The concepts shown here should easily adapt to work on most Linux distributions.
The tools we will use include rsync, mysqldump and tar.
Lastly we will set up a cron job to schedule the task to run at the same time every day.
Backup a database using mysqldump
mysqldump is a utility provided to make light work of backing up and restoring mysql databases.
Usage (to backup):
mysqldump -u [db_username] -p[pass] [db_database] > [db_database.sql]
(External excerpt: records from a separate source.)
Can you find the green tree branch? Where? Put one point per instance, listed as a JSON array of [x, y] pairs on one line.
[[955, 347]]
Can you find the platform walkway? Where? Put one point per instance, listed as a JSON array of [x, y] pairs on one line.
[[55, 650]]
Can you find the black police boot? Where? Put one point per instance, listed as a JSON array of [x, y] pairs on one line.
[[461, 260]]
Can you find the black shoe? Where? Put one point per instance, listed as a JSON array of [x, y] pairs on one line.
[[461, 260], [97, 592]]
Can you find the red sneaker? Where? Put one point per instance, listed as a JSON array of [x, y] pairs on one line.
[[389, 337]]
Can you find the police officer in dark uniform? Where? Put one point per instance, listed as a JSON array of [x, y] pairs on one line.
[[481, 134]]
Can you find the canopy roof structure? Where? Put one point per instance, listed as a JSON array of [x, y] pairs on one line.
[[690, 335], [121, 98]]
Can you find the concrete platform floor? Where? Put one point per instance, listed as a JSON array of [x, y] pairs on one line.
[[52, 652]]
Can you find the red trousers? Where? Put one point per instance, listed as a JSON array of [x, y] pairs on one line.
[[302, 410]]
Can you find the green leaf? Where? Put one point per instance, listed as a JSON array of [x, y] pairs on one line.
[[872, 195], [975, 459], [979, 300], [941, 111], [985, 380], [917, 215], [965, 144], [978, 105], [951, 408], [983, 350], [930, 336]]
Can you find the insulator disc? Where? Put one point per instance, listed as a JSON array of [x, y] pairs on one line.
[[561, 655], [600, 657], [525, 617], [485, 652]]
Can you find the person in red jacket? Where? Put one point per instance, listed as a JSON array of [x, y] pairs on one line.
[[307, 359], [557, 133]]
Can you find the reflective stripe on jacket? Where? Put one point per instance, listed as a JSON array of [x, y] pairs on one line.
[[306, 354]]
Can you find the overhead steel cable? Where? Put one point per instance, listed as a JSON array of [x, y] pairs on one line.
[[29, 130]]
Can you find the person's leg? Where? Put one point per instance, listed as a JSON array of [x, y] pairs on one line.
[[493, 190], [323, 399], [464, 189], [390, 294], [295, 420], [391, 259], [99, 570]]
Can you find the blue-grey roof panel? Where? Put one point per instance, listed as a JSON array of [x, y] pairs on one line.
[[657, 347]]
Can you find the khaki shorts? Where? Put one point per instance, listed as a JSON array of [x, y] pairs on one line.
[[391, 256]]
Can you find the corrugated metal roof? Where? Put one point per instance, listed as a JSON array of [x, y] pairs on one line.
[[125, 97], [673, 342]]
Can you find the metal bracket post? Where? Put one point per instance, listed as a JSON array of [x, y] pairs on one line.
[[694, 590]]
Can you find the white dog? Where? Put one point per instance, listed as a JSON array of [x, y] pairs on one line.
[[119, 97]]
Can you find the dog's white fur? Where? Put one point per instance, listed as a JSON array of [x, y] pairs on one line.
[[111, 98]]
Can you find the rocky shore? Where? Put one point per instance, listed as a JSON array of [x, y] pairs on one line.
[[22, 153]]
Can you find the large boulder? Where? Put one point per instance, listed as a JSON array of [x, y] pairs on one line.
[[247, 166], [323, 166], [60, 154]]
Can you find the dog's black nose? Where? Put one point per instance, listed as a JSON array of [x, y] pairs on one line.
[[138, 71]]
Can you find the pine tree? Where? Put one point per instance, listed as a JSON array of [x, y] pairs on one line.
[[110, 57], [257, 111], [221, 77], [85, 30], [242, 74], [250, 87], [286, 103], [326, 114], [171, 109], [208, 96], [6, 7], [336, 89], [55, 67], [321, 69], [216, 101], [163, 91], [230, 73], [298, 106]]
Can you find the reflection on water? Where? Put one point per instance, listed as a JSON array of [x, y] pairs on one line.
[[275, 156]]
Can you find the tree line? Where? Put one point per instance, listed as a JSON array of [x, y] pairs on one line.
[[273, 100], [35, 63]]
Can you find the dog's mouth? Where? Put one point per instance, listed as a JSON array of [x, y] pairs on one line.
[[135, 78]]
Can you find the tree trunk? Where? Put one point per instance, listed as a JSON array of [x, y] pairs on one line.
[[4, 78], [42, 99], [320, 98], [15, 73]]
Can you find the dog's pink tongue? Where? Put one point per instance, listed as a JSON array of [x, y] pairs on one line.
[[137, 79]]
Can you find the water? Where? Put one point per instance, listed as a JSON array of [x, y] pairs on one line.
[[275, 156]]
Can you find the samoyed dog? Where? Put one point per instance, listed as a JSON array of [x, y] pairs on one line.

The above will create a backup of db_database into file db_databse.sql, using the credentials db_username/pass. Note there is no space between -p and the password. If no password is provided (-p on its own), the user will be prompted.
You may have difficulty if you try to include a path with the .sql file. In that case there is an option to specify an output path/filename on the command line:
mysqldump -u db_username -ppass db_database -r /home/fred/backups/db_forum.sql
mysql -u [db_username] -p[pass] [db_to_restore] < [backupfile.sql]
Copy data using rsync
rsync is a protocol designed for backing up and synchronising data. It can backup files to local directories or even remote servers.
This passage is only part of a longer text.